(This post contains affiliate links.)
Indoor exercise that can wear out a toddler… ahh, there’s nothing like it. My son and I had been spending so much time playing games putting these balls in various bins and boxes that I wanted to switch things up a little bit. When we first started playing this one, he was at an age where he was really interested in trying to figure out what things would fit in which places. Would a macaroni fit in his cup of milk? Yes! Would a bagel? Not so much. I wanted to give him an activity where he could practicing fitting things in places, as well as getting some exercise running around to find all the balls to fit into the box.

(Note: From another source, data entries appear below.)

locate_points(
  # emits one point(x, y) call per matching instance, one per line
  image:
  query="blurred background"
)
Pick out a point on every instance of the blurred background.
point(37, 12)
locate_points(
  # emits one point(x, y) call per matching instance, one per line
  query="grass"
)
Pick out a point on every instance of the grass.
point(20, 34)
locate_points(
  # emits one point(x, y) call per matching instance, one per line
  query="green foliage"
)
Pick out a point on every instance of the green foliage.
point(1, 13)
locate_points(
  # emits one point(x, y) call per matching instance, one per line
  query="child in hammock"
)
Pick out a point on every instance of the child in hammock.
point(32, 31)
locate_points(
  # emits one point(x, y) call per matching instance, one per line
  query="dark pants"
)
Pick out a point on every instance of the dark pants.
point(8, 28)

When we first did this (around age 1.5), it had the added benefit of letting my son explore the cognitive developmental skill of object permanence. Where do objects go when we can’t see anymore? Do they still exist? Do they disappear forever? Young babies won’t look for an object after it leaves their eyesight because developmentally, they’re incapable of object permanence—their brains tell them the object doesn’t exist. Once babies get a little older, they realize objects DO still exist when we can’t see them… and it’s endlessly fascinating to figure out where they went and what’s going on with them after they’re gone!
We also used this activity to practice colors and sorting. I’d have him do all of the same color at once. He’d bring a pile of balls closer to the box, and we’d work together to sort them out to the color we wanted to do. Now that he knows his colors, I can just yell out a color, and he’ll bring that one over. He’s always really proud to show off.
You could also use this activity to teach counting and one-to-one correspondence. I only made 4 holes because I couldn’t find my X-acto knife (you really need one! doing this with scissors was rough!), but if you made additional holes in a bigger box, you could ask your kiddos to place a certain number of balls on the holes as “resting” like in the photo with the green balls, and count them before popping them inside. I love that this activity helps with both gross motor skills (all the running and climbing on top of the box) and fine motor skills (carrying and throwing small balls and pushing them into the box). Activities that integrate multiple skills are my favorite!